Yup. You can read about all the other stuff someplace else. Add this Packaging Museum to your to-do list in the tiny tourist town of Heidelberg! But keep your eyes open or you’ll miss it since it’s at the end of a narrow alley off the main street (Hauptstrasse 22, to be exact). All that’s there is an arched opening and a sign, in German: Deutsches Verpackungsmuseum (German Packaging Museum – www.verpackungsmuseum.de).
It’s small but worth an hour of your time if you have any interest whatsoever in branding, marketing, retailing, logos and their development, consumer products, packaging or history. We wandered in on a whim at the end of a cool drizzly winter day, taking the dapper older man at the desk a bit by surprise she thinks. But we ended up with a personal tour of all the goodies in the cases in the old church building. Long story short, the museum is the only one of its kind in Germany or in Europe. It is supported by dozens of brands and used for school groups to show packaging and branding history over the last century-plus with brands most will recognize: Nivea, Bahlsen, Knorr, Nestle, Siemens, Dr. Oetker, Maggi, Brandt, etc. The brands also use the location as a place to bring guests, hold seminars and do business meetings.

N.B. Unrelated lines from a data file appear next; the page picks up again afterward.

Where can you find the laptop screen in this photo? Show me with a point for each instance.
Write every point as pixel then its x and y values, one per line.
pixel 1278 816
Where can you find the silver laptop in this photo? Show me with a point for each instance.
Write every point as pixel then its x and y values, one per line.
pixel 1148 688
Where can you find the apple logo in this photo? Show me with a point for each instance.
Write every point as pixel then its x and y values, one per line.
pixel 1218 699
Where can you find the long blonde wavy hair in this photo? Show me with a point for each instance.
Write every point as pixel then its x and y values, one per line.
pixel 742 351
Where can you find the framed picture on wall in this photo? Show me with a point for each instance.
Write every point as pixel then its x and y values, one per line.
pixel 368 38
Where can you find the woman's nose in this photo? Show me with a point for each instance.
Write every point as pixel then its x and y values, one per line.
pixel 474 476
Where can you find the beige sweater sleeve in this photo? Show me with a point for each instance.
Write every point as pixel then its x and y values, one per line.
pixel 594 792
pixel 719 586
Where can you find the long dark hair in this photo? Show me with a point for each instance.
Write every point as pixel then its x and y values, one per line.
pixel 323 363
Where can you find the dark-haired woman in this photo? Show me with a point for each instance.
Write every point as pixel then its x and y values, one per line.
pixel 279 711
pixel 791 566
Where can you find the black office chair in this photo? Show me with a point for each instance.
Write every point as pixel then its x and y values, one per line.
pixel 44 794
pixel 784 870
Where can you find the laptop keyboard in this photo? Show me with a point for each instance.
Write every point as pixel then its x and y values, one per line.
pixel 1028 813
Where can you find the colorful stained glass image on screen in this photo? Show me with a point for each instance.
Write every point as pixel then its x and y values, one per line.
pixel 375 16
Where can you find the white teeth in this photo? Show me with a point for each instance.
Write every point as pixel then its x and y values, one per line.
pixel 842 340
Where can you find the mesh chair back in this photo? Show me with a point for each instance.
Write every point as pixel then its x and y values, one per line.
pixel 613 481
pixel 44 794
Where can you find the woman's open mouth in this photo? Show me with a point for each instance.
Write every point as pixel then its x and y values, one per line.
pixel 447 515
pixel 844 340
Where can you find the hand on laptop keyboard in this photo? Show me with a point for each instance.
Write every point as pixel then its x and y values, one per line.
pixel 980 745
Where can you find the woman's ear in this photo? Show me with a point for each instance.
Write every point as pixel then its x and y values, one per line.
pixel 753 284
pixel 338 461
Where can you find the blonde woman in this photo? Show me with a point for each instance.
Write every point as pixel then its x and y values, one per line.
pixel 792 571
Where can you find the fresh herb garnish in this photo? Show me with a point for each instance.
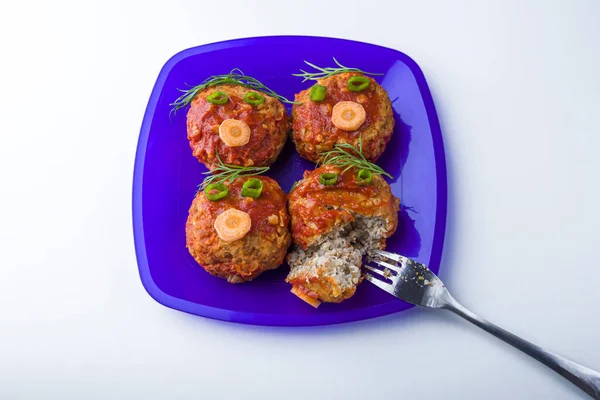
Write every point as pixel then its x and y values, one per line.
pixel 235 77
pixel 328 71
pixel 346 156
pixel 227 172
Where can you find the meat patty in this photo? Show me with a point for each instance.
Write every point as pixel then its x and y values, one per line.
pixel 263 248
pixel 315 133
pixel 333 227
pixel 268 122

There is old machinery that did the wrapping of chocolate squares – one that still works and is kindly demonstrated, with all getting a little chocolate afterward. There is a glass showcase with dollhouse-size store replicas that show how shops 100 years ago sold goods – to help youngsters understand the reasoning behind some types of packaging or how it developed.
One story the man told us: The German word for cookies is “Keks,” which is pronounced “cakes.” Turns out the cookie and baked goods company Bahlsen made up that word! In the early 1900s, German cookie packaging actually had the English word “cakes” on it, but then came the war and the Germans didn’t like the English very much. Bahlsen, in its wisdom, knew it could not totally change the word; instead, it created a new German word that was pronounced nearly the same. (Always skeptical, we checked out his story in the all-powerful German Duden dictionary and, lo and behold, there is the world, created in 1915 from the word “cakes!”)
Be sure to check the hours since they are limited. At the time of this writing in early 2014, the museum was closed Mondays and Tuesdays, and only open 1-6 p.m. Wednesdays to Fridays, and 11 a.m. to 6 p.m. Saturdays, Sundays and holidays. The man who is on site speaks some English although signage is all in German. No matter, you’ll still enjoy the exhibits.